I kept an eye on my small dogs, Goodness and Gracious. It is easy to misplace animals that are less than five pounds. Gracious was a twelve year old semi-bald Pomeranian dog. Gracious had lost all of her hair except for her mane and tufts at her feet. Gracious was spoiled and looked like a toy lion. Goodness resembled a red smiling teddy bear, but she was a toy Pomeranian. If there ever lived a dog that was as kind as my Goodness may they be blessed with a long life; I lost Goodness too soon. They are both gone, now, and I still weep for them. Somewhere in my spirit the three of us are swinging in a white swing by the Catawba River.

Goodness is sleeping and Gracious is alert. I am pushing the white swing back and forth with my toes. Gracious is pushed up close to my leg and Goodness lies beside her. Their four paws resting casually in front of them, we are all contented. The twittering among tree branches quiets one by one, like a choir softly humming. Eventide is approaching. It is the time of day when quiet becomes a verb.

Like a shade being pulled across a window, the setting sun spreads stillness across the sky drawing night’s curtains. As shadows swallow the sky, gold streaks the sky, the day blushes into the lavender of evening. Spiders jump more slowly across the waves, above the blue heron flies home, even the dragonflies’ pause. In these moments, only the river flows and soft waves splash against the wooden struts of the pier.

It is the moment of Eventide when the universe reveals magic and mystery, truths, and promises to carry in truth. Quiet swallows the land and there is no desire to speak. Twilight has brought us into meditation with the universe and the eternal.

Suddenly, a baby’s cry pierces the silent. A lost baby is searching for its mother. It was the universal cry of a scared baby wanting its mother. From beneath the pier a yellow baby duckling not even as large as a rubber-ducky swam into the large waters quacking plaintively, so scared it had ventured into the unknown taking its only chance to be heard by Momma.

Each eyelid opened. Bodies sprung to life. We all jump to our feet. A baby was lost. We all begin to look about for its Mother. There is a baby in harm’s way.

“Ahhhh” is swooned in unison, but in a moment, we fell silent. Mother Duck has to hear the baby’s cry. Someone went for food, nourishment. We crouch on the shore ready to for rescue it when darkness falls, mother has not heard the cries. It was a universal baby’s cry. His soft pleading cries, squeaking little quacks were sounds that all women and mothers answer. It is a longing so helpless, so heart rendering, so forsaken rose from within the soft small chest of yellow feathers. A baby lost.

Quack! Quack! Mother sailed swiftly from beneath brush and bramble close to the shore. She had been nearby, but unseen.
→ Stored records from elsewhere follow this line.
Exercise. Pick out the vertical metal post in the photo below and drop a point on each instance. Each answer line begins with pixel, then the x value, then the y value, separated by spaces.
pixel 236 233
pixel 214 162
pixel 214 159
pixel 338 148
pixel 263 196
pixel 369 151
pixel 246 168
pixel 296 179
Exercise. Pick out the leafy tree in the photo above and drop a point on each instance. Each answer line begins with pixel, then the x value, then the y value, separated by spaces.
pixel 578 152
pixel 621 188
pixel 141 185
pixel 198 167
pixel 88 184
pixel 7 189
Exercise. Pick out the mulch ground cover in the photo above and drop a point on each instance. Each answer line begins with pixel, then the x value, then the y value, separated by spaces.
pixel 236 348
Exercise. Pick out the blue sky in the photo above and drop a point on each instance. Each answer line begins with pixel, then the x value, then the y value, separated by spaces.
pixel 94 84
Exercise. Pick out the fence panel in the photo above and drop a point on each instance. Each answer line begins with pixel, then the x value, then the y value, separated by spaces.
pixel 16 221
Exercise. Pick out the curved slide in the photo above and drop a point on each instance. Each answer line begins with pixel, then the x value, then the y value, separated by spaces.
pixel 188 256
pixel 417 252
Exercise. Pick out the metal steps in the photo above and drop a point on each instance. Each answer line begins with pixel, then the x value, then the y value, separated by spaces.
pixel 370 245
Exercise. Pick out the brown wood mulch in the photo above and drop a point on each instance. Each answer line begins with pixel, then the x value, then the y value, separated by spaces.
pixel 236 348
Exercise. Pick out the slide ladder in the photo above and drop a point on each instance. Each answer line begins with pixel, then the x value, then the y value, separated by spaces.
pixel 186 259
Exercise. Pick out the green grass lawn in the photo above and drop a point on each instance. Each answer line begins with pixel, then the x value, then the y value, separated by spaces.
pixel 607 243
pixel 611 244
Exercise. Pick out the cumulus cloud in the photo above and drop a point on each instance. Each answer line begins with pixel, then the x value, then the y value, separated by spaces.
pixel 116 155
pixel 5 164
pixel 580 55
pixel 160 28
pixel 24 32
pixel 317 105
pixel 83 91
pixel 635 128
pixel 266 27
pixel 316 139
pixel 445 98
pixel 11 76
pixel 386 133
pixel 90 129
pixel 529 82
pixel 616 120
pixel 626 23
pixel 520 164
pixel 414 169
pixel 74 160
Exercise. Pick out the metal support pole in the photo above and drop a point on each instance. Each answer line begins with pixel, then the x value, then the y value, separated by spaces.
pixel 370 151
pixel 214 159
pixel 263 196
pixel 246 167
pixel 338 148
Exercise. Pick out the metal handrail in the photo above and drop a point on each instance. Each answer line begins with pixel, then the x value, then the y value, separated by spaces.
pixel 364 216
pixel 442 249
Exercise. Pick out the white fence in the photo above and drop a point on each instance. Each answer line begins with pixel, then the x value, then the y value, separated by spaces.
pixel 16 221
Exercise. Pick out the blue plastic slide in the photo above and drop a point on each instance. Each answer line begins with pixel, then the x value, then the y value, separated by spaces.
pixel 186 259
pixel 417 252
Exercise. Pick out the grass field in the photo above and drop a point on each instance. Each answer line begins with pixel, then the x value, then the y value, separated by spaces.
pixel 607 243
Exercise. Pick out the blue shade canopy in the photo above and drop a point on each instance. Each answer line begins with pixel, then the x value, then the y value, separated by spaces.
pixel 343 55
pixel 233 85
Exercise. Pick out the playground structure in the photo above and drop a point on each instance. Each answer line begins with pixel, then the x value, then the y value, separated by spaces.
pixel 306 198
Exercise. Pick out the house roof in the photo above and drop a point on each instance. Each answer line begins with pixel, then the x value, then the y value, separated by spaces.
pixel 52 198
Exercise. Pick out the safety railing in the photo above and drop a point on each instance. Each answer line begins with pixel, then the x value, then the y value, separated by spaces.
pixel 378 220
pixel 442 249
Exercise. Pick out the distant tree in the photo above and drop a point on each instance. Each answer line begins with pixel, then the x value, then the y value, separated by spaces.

Mother’s wings beat eagerly at the waters coming for her child. Behind her in perfect formation swam other babies, brothers and sisters. They all called in unison for the lost family member.

Greetings quacked and quacked and they swam in a circle as each greeted the other. It was the universal greeting. It is a universal language. Mother led them back to the safety of shelter among bramble and brush. It was an epiphany that forever lives in my memory.

This is my last Ferry Tales column; I specifically chose this evergreen memory from my mind to leave with you. You see, this land, this Carolina back country has been my shelter many times during my life’s travels. This land, this river nourishes me. Writing Ferry tales was one of the greatest adventures of my life. Thank you.